A shelf-stacking, hazard-identifying 6m-tall robot named Kai has been rolled out to Countdown's second e-commerce-only supermarket.
Sally Copland, Countdown's general manager of digital, describes the robot as technology that will enable the supermarket chain to streamline its operations.
Designed to operate in stores accessible to the public, the robot, which has sensors and wheels, is programmed to travel up and down the grocery aisle sending alerts to staff if it comes across hazards on the ground or gaps in the shelves. It is currently being tested in the newly opened Rototuna store, which is operating to fulfil only online orders following demand for online shopping brought about by the Covid-19 pandemic, but will be open to the public later in the year.
Longer-term, the robot will also be able to scan the shelves to ensure the correct price tags are displayed for each item. It can perform store runs unassisted and simultaneously before taking itself back to its docking station to be recharged.

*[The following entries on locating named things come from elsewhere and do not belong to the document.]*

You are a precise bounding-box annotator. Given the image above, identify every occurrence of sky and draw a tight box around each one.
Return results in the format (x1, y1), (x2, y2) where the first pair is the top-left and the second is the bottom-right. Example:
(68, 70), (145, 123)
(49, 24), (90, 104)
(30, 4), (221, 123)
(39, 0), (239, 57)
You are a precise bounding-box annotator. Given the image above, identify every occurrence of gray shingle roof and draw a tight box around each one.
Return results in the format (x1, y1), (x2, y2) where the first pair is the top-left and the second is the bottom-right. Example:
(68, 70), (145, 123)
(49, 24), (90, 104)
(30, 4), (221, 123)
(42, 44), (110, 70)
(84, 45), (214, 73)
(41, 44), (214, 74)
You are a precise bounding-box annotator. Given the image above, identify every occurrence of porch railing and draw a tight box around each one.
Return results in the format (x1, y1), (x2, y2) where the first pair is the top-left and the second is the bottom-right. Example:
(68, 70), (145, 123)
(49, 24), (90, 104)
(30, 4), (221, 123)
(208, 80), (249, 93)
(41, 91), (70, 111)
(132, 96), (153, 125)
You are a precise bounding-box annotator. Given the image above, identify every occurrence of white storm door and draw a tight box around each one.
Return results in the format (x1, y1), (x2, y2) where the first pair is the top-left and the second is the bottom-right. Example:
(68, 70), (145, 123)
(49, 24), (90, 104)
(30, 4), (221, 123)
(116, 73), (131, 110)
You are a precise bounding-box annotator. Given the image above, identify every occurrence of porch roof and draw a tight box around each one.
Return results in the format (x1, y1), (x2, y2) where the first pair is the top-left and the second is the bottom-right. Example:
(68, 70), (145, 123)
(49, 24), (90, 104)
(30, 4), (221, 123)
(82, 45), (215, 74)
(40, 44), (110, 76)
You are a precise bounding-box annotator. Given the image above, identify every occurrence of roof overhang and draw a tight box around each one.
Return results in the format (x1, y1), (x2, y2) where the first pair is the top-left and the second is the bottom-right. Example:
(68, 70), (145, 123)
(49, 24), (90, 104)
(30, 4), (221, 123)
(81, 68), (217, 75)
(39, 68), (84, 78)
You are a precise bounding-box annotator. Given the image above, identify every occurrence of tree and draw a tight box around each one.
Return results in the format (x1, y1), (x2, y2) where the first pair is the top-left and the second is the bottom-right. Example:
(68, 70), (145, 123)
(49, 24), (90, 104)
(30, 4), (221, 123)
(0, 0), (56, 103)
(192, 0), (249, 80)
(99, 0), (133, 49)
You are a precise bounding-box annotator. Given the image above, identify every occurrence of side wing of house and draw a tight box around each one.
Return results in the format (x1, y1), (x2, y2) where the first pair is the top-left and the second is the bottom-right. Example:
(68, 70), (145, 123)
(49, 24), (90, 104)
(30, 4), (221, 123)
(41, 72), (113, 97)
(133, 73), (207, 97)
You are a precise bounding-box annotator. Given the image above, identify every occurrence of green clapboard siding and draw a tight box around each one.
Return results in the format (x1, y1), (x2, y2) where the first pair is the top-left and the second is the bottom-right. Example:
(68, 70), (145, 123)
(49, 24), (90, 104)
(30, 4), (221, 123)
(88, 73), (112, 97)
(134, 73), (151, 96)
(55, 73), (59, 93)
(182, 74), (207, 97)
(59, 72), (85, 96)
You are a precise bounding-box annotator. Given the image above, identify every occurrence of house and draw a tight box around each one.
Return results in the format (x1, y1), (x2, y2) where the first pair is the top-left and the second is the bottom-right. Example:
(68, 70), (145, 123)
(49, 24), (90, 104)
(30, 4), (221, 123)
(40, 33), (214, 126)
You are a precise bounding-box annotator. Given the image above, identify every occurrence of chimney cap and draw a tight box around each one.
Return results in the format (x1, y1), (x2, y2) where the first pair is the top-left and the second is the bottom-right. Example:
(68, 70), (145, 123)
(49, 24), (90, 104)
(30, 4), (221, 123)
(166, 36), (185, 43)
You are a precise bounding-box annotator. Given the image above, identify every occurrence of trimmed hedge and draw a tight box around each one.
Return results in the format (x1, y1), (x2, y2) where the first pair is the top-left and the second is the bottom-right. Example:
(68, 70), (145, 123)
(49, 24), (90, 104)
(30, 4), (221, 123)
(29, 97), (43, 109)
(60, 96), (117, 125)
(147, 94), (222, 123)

Kai is a New Zealand first as far as grocery robots go. The retailer, as part of the ASX-listed Woolworths Group, had been trialling the same technology in some of its stores in Australia, Copland said.
Countdown is trialling the technology here with the intention of rolling out similar robots to other stores in its network of 183 stores if it is proven to be successful.
"We brought this technology over to New Zealand, put it into that store, to test and learn, and work out whether or not it is an applicable technology that would benefit other stores."
Copland believes advanced technology and robotics will be commonplace within the grocery business over the next 10 years.
"Automation in retailing will play an increasing role in how we are making sure we are able to meet changing demands of our customers."
Countdown has been operating an e-commerce business and utilising technology to improve its operations for more than 20 years.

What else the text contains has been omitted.